Utah Court of Appeals
2025 UT App 130 (click for full text of opinion)
The Utah Court of Appeals upheld the denial of an administrative conditional use permit by finding that public comments rebutting applicant’s expert reports and calculations regarding parking established reasonable doubts that the application did not comply with required criteria.
Park City’s Land Management Code requires conditional use permits to be approved by the Planning Commission after a public hearing. Alternatively, the code also provides for an administrative conditional use permit (ACUP), which is an expedited administrative process under certain circumstances decided by the Planning Director, but whose decision is still subject to review by the Commission. Park City Mountain Resort attempted to use the ACUP process to obtain conditional approval to replace/upgrade some of its ski lifts. While initially approved by the Director, a group of citizens appealed the decision to the Commission, which denied the application concluding that the application had not met requirements, including one criterion dealing with parking mitigation.
Specifically, a parking mitigation plan was required as part of the application. The plan provided by the Resort consisted of a report outlining a new paid parking system that Resort’s experts asserted would decrease parking needs, which included a spreadsheet with calculations to support the Report’s conclusions. As part of the public hearing process before the Commission, several citizens challenged the calculations and numbers in the Resort’s reports. The Commission concluded that the Planning Commission erred in concluding that the application complied with applicable criteria as it found that some of the numbers in the report were unverifiable.

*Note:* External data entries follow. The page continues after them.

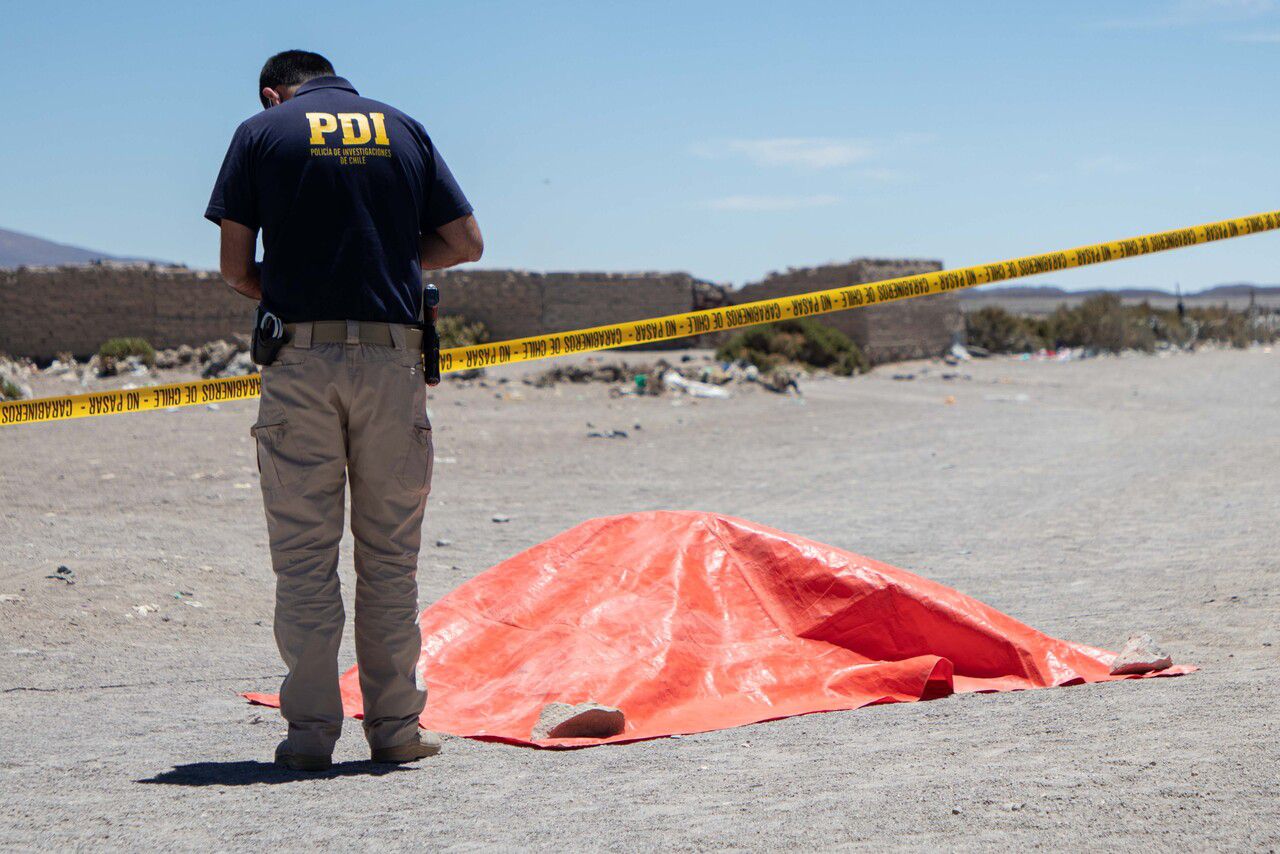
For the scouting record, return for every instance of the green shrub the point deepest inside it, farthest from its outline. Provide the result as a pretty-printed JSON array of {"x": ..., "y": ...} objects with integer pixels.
[
  {"x": 1000, "y": 332},
  {"x": 1102, "y": 323},
  {"x": 458, "y": 332},
  {"x": 9, "y": 391},
  {"x": 120, "y": 348},
  {"x": 1105, "y": 324},
  {"x": 801, "y": 342}
]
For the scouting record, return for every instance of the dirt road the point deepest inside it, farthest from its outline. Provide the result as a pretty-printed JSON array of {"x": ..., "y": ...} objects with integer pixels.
[{"x": 1086, "y": 498}]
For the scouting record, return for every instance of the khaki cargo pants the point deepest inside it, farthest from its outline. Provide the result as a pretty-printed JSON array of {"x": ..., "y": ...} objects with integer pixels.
[{"x": 329, "y": 412}]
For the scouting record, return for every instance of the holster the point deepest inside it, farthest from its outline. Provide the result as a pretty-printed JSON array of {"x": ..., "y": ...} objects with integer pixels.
[
  {"x": 268, "y": 338},
  {"x": 430, "y": 336}
]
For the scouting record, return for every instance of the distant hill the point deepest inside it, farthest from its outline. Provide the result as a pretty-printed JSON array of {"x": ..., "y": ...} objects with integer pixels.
[
  {"x": 19, "y": 250},
  {"x": 1048, "y": 292}
]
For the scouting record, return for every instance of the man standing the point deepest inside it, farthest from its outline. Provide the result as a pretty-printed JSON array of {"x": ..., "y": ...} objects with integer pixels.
[{"x": 353, "y": 201}]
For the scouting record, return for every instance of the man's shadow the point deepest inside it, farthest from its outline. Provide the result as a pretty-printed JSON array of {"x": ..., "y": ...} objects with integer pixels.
[{"x": 248, "y": 773}]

The Resort sought judicial review and argued that the Commission did not give sufficient weight to the Resort’s experts and that the Commission had improperly yielded to public clamor. The district court disagreed, and the Court of Appeals affirmed the lower court’s reasoning that public comments that raised reasonable questions about the reliability of the expert analysis underlying the Resort’s parking mitigation plan were not public clamor, but are reasonable concerns based on evidence in the record that cast doubt on whether the report was reliable. The Court of Appeals therefore concluded that the Commission’s findings were supported by substantial evidence and that it had not acted arbitrarily and capriciously when it determined the Resort’s application did not meet required criteria.

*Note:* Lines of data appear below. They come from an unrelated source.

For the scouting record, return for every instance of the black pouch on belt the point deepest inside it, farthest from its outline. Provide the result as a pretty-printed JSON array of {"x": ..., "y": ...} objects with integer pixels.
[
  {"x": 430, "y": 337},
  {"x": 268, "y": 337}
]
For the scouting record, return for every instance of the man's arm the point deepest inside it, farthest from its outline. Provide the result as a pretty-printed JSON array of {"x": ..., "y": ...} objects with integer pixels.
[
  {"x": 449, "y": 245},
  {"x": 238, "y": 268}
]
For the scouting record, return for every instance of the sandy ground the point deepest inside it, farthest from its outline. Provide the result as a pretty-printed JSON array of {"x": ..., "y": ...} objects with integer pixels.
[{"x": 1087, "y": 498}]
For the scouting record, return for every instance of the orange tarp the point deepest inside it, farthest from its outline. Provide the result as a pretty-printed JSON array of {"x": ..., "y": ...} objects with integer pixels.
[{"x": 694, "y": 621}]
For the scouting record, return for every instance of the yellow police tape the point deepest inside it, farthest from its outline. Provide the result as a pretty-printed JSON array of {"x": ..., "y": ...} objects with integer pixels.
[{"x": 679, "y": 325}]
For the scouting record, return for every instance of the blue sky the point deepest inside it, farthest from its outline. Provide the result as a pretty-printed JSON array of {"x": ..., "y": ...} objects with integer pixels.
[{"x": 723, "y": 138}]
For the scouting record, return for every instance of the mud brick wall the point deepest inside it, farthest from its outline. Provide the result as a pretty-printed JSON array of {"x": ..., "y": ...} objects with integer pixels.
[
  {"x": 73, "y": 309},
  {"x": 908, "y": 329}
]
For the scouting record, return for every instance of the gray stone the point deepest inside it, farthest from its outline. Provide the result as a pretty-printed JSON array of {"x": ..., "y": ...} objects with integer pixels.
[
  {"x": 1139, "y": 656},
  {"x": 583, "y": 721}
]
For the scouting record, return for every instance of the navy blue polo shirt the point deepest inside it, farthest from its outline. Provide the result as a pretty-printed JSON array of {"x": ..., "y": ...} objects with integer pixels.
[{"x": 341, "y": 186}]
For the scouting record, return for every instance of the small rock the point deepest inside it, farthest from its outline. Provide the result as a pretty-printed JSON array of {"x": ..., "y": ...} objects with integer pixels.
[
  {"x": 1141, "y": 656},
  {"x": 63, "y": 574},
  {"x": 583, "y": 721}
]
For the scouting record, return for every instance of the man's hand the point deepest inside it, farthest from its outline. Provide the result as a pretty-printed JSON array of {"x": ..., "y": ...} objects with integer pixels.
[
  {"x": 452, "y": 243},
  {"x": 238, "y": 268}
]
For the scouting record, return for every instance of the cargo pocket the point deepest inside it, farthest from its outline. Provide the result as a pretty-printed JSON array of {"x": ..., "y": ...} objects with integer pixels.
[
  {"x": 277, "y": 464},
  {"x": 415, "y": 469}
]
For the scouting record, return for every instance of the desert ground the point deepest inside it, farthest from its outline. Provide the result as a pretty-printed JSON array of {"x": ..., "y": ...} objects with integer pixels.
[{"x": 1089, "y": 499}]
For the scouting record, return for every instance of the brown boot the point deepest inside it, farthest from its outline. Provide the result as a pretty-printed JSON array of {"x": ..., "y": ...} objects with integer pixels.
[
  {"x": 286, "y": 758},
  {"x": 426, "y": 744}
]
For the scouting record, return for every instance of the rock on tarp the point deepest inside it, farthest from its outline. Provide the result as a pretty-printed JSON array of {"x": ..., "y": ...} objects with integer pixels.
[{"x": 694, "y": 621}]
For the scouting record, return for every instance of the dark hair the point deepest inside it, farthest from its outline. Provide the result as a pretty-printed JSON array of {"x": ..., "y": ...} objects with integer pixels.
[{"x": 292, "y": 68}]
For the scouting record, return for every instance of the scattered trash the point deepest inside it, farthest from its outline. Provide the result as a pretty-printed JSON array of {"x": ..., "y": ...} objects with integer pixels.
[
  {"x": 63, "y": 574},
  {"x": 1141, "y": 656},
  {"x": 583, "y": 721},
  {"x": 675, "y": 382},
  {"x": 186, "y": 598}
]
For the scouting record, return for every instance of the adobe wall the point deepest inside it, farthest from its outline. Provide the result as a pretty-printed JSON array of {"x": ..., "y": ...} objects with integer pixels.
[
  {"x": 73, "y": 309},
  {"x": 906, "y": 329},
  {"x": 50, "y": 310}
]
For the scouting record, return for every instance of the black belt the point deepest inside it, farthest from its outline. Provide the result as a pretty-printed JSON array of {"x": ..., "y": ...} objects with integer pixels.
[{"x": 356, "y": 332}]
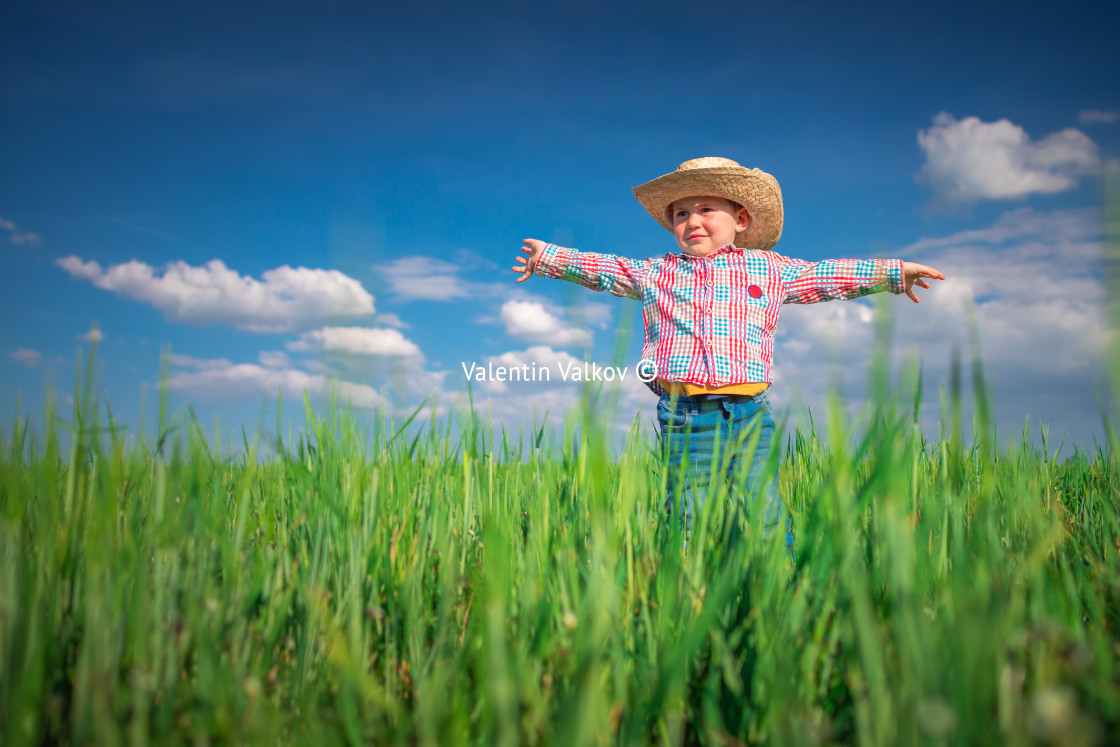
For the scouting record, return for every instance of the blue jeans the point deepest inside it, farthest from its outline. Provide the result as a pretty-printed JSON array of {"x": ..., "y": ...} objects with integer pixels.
[{"x": 744, "y": 428}]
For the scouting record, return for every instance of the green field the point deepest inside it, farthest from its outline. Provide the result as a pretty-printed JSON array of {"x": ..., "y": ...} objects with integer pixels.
[{"x": 439, "y": 585}]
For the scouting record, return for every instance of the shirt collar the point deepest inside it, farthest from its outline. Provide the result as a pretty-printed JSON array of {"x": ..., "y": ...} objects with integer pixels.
[{"x": 726, "y": 249}]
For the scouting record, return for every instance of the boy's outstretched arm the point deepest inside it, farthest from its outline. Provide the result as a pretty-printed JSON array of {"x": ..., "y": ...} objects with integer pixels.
[
  {"x": 528, "y": 265},
  {"x": 913, "y": 273},
  {"x": 617, "y": 274}
]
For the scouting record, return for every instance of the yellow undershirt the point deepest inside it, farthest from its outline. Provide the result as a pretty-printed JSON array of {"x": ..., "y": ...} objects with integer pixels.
[{"x": 684, "y": 389}]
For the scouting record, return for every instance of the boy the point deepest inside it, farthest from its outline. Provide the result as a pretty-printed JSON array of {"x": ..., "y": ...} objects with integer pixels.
[{"x": 710, "y": 315}]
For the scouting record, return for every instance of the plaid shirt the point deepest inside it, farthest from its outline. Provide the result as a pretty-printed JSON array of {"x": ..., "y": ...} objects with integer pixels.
[{"x": 710, "y": 320}]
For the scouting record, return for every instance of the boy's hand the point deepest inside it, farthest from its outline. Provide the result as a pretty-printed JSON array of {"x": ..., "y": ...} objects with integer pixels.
[
  {"x": 526, "y": 267},
  {"x": 913, "y": 273}
]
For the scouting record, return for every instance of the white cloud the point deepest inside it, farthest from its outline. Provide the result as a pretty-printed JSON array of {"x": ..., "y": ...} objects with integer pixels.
[
  {"x": 285, "y": 299},
  {"x": 220, "y": 380},
  {"x": 20, "y": 237},
  {"x": 1097, "y": 117},
  {"x": 93, "y": 335},
  {"x": 421, "y": 278},
  {"x": 27, "y": 356},
  {"x": 1033, "y": 282},
  {"x": 355, "y": 341},
  {"x": 968, "y": 160},
  {"x": 531, "y": 320}
]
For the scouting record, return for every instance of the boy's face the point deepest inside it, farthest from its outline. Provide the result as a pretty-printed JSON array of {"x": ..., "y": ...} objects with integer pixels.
[{"x": 703, "y": 225}]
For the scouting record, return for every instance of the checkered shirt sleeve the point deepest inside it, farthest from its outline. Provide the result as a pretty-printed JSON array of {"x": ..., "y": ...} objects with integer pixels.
[
  {"x": 619, "y": 276},
  {"x": 810, "y": 282}
]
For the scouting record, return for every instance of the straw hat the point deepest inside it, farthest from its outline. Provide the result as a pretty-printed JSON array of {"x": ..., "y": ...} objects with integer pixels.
[{"x": 720, "y": 177}]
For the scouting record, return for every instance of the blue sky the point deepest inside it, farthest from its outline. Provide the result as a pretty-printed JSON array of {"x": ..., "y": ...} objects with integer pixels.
[{"x": 335, "y": 192}]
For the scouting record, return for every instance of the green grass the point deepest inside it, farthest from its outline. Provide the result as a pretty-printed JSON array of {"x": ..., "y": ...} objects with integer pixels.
[{"x": 438, "y": 585}]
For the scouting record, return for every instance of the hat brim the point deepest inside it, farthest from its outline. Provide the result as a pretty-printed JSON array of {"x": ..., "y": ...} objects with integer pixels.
[{"x": 753, "y": 188}]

Takeaway: When public comments provide information that speaks to the application’s compliance with applicable regulations, this may properly be considered as evidence. However, public “clamor”, on the other hand, is a more subjective term that, on another occasion, the Court of Appeals has commented as “connoting a degree of irrationality or emotion” synonymous with “hubbub, rumpus, tumult, and din,” and is not a legally sufficient basis for denial. See, Harmon City, Inc. v. Draper City, 2000 UT App 31, P27.